O “eu” para o “outro”

Pense um pouco. Você acha sua vida fácil? Provavelmente, não; certo? A dor, doença, as insuficiências, as expectativas frustradas, as lacunas insolúveis do mundo e etc. Tudo isso é vivenciado individualmente, embora se possa compartilhar alguma coisa. A vida não costuma ser fácil. Se você não é rico, então, teve de construir-se a si mesmo: trabalho, carreira. Seu caminho pode ter sido facilitado por muitas pessoas, mas, ainda assim, certamente você sofreu para chegar aonde está, ainda que não tenha ido longe na vida (ainda).

Mas não é só, ou principalmente, de carreira que estou falando, nem de dor/doenças ou coisas do tipo, e como tudo isso pode tornar sua vida difícil. Estou falando da impossibilidade de transmitir nossa experiência, e, sobretudo, da impossibilidade de impedir o sofrimento do outro. Qualquer tentativa de impedir tal sofrimento implica em viver a vida pelo outro, em colocar-se como a solução para o outro. Uma espécie de muleta imaginária do outro.

A sensação de impotência em relação ao outro é, no mínimo, uma impostura diante de si mesmo. Ninguém deveria sentir-se impotente perante ninguém, a menos que, repito, se coloque no lugar de preencher o outro. Ou pior: a menos que o outro, mirando em seu narcisismo ferido e em sua vontade de amor, lhe provoque culpa, esse sentimento ardiloso que lhe enfraquece. Culpa e desejo de reparação são duas faces de uma mesma moeda. Não digo que não é necessário, para a convivência intersubjetiva, a culpa recíproca; estou dizendo que a culpa, em certas circunstâncias, é uma armadilha.

Em três situações ocorre a sensação de culpa e a possibilidade de captura imaginária pelo outro. Primeira, na esfera afetiva, da sexualidade.
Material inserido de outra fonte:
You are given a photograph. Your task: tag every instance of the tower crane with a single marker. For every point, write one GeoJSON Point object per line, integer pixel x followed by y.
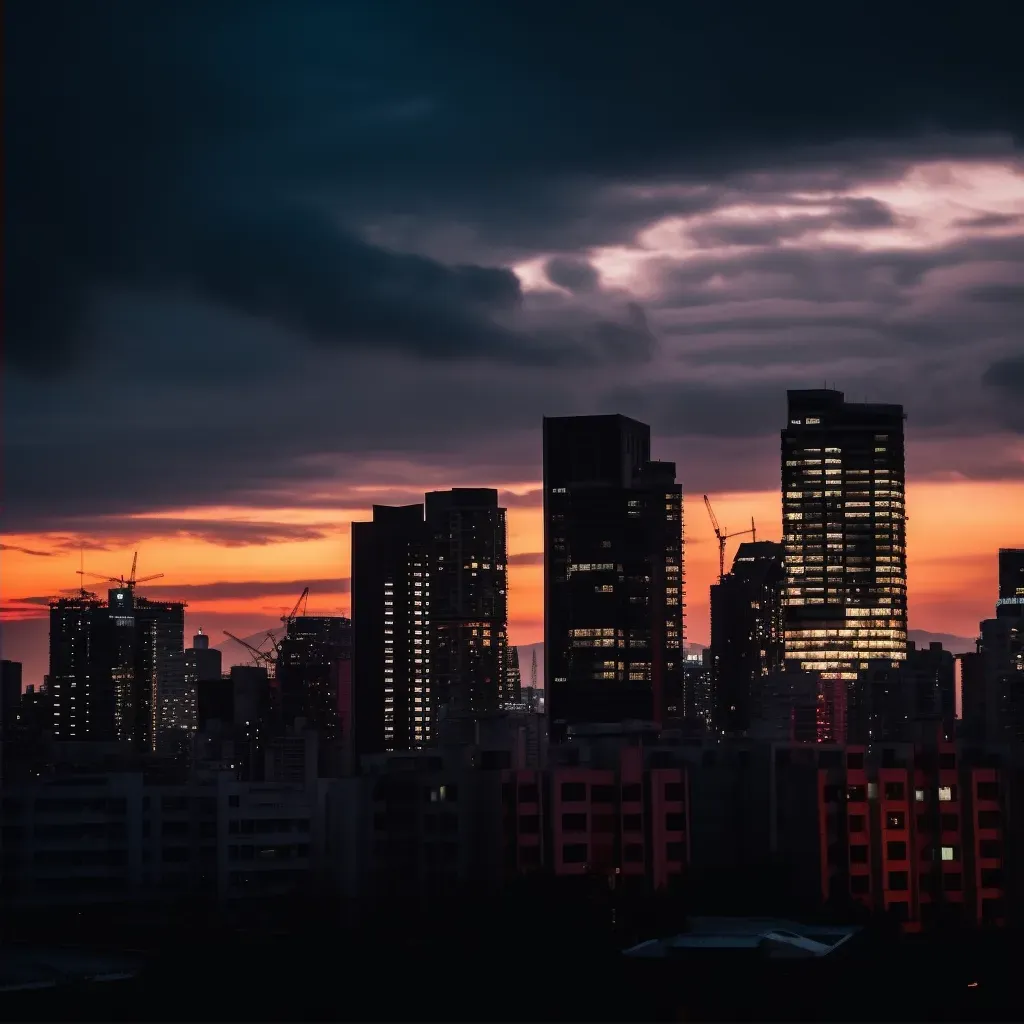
{"type": "Point", "coordinates": [301, 602]}
{"type": "Point", "coordinates": [260, 657]}
{"type": "Point", "coordinates": [130, 584]}
{"type": "Point", "coordinates": [723, 537]}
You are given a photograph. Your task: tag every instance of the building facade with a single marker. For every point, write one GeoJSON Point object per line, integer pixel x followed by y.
{"type": "Point", "coordinates": [162, 709]}
{"type": "Point", "coordinates": [81, 677]}
{"type": "Point", "coordinates": [845, 534]}
{"type": "Point", "coordinates": [612, 574]}
{"type": "Point", "coordinates": [469, 600]}
{"type": "Point", "coordinates": [745, 632]}
{"type": "Point", "coordinates": [393, 699]}
{"type": "Point", "coordinates": [919, 834]}
{"type": "Point", "coordinates": [1011, 600]}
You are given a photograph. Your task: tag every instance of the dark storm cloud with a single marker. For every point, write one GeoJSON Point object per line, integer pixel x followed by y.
{"type": "Point", "coordinates": [860, 214]}
{"type": "Point", "coordinates": [141, 137]}
{"type": "Point", "coordinates": [27, 551]}
{"type": "Point", "coordinates": [576, 274]}
{"type": "Point", "coordinates": [103, 530]}
{"type": "Point", "coordinates": [359, 175]}
{"type": "Point", "coordinates": [1007, 376]}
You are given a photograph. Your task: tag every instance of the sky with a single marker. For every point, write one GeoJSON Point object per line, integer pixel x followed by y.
{"type": "Point", "coordinates": [269, 263]}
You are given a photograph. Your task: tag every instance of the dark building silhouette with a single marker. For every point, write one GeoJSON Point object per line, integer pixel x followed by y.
{"type": "Point", "coordinates": [845, 534]}
{"type": "Point", "coordinates": [202, 660]}
{"type": "Point", "coordinates": [992, 677]}
{"type": "Point", "coordinates": [392, 693]}
{"type": "Point", "coordinates": [314, 673]}
{"type": "Point", "coordinates": [81, 676]}
{"type": "Point", "coordinates": [612, 574]}
{"type": "Point", "coordinates": [160, 714]}
{"type": "Point", "coordinates": [888, 704]}
{"type": "Point", "coordinates": [1011, 602]}
{"type": "Point", "coordinates": [745, 632]}
{"type": "Point", "coordinates": [468, 600]}
{"type": "Point", "coordinates": [238, 718]}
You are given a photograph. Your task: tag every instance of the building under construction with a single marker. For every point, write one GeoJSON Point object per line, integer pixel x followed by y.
{"type": "Point", "coordinates": [117, 668]}
{"type": "Point", "coordinates": [309, 674]}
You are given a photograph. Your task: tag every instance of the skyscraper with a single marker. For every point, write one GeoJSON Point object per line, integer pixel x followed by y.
{"type": "Point", "coordinates": [161, 712]}
{"type": "Point", "coordinates": [745, 632]}
{"type": "Point", "coordinates": [845, 534]}
{"type": "Point", "coordinates": [511, 694]}
{"type": "Point", "coordinates": [202, 660]}
{"type": "Point", "coordinates": [469, 600]}
{"type": "Point", "coordinates": [81, 680]}
{"type": "Point", "coordinates": [1011, 602]}
{"type": "Point", "coordinates": [612, 574]}
{"type": "Point", "coordinates": [314, 674]}
{"type": "Point", "coordinates": [392, 691]}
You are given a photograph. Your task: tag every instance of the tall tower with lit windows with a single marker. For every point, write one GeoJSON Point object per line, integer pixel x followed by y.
{"type": "Point", "coordinates": [469, 606]}
{"type": "Point", "coordinates": [845, 535]}
{"type": "Point", "coordinates": [612, 574]}
{"type": "Point", "coordinates": [392, 693]}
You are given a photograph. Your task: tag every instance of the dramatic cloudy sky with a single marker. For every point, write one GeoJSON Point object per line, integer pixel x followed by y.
{"type": "Point", "coordinates": [267, 263]}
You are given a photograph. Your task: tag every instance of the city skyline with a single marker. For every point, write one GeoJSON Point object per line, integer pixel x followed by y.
{"type": "Point", "coordinates": [947, 593]}
{"type": "Point", "coordinates": [357, 257]}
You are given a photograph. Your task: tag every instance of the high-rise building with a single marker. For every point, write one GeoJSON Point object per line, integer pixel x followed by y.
{"type": "Point", "coordinates": [314, 666]}
{"type": "Point", "coordinates": [511, 694]}
{"type": "Point", "coordinates": [1011, 601]}
{"type": "Point", "coordinates": [845, 534]}
{"type": "Point", "coordinates": [745, 632]}
{"type": "Point", "coordinates": [469, 600]}
{"type": "Point", "coordinates": [81, 677]}
{"type": "Point", "coordinates": [202, 660]}
{"type": "Point", "coordinates": [161, 713]}
{"type": "Point", "coordinates": [202, 664]}
{"type": "Point", "coordinates": [392, 691]}
{"type": "Point", "coordinates": [612, 574]}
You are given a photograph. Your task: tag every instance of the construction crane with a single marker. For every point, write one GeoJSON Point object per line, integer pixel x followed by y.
{"type": "Point", "coordinates": [723, 537]}
{"type": "Point", "coordinates": [130, 584]}
{"type": "Point", "coordinates": [260, 657]}
{"type": "Point", "coordinates": [301, 602]}
{"type": "Point", "coordinates": [274, 643]}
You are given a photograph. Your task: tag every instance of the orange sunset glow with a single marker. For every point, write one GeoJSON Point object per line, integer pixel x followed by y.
{"type": "Point", "coordinates": [953, 530]}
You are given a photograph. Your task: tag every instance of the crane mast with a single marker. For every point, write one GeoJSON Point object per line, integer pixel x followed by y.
{"type": "Point", "coordinates": [722, 537]}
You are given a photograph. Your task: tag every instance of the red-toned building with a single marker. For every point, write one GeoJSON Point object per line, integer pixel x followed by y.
{"type": "Point", "coordinates": [625, 819]}
{"type": "Point", "coordinates": [915, 832]}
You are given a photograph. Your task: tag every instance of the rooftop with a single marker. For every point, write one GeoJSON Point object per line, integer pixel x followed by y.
{"type": "Point", "coordinates": [775, 937]}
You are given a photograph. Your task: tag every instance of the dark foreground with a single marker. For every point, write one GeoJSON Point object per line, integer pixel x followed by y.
{"type": "Point", "coordinates": [549, 972]}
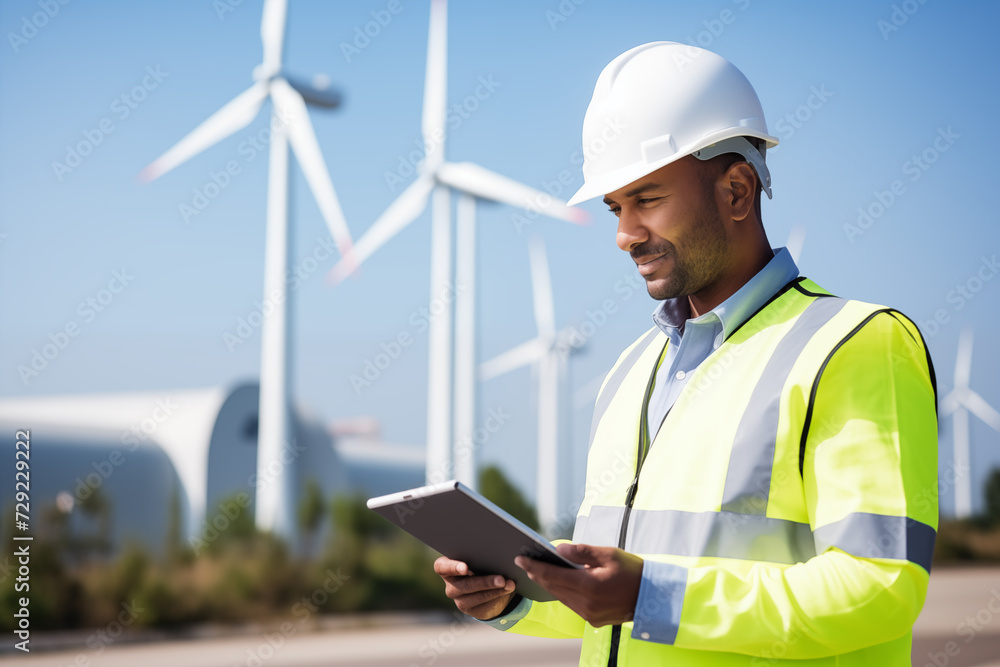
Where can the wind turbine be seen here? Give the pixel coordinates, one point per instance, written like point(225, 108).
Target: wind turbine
point(959, 403)
point(289, 124)
point(436, 180)
point(548, 353)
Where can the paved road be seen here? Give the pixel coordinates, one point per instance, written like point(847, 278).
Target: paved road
point(957, 628)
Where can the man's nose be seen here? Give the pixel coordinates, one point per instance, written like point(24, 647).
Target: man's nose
point(631, 233)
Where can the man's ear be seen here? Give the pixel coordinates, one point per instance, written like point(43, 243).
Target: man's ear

Segunda, entre pais e filhos. E, terceira e mais relevante neste post, a relação professor-aluno.

Quando o aluno não aprende, sentir-se-ia o professor culpado? É difícil dizer. Pois a aprendizagem depende, de fato, do professor, mas não só. Alunos relapsos, descompromissados, perdidos em suas próprias angústias, podem, sem qualquer dificuldade, insinuar culpabilidade do professor. Então, o que faz este? Se cair na armadilha, se enfraquece. Se sentir-se unicamente culpado, não conseguirá denunciar a falta no aluno, não apenas nele (professor). Na verdade, ambos, professor e aluno, estão às voltas com alguma falta, e nada deverá superar essa falta fundamental (a incapacidade de aprender, de evoluir, de um lado; e a incapacidade/limites da transmissão, de outro).

Entre colegas de trabalho algo similar ocorre, especialmente quando um desses colegas têm alguma “visibilidade” (está em alguma posição de gestão, por exemplo, ou de pionerismo). Colegas espreitam o tempo todo tentando farejar alguma falha que, a depender de sua magnitude e impacto, não tardará a insinuar em você. Ou então, situação grave, o grupo se alia em torno de uma desmobilização em que ninguém deseja nada, e, portanto, ninguém está exposto à falta (só percebe a falta quem deseja, ou só deseja quem tem falta). Grupos anômicos, afetiva e profissionalmente, são reflexo disso.

Em suma. Não assumir a falta do outro, e, não obstante, continuar a desejar por si e para si, essa é uma linha de ação mais favorável à potência do próprio eu. Então, deixemos o outro com suas angústias; elas não nos dizem respeito. O outro é (supõe-se) um adulto, e adultos são livres e responsáveis por suas escolhas e sobre seu próprio sofrimento. Com isso, gera-se uma ética do individualismo? Não creio em tanto. Talvez, com isso, se gere uma vida mais cruel, no estrito sentido de crua, real. Mais thymos, menos eros!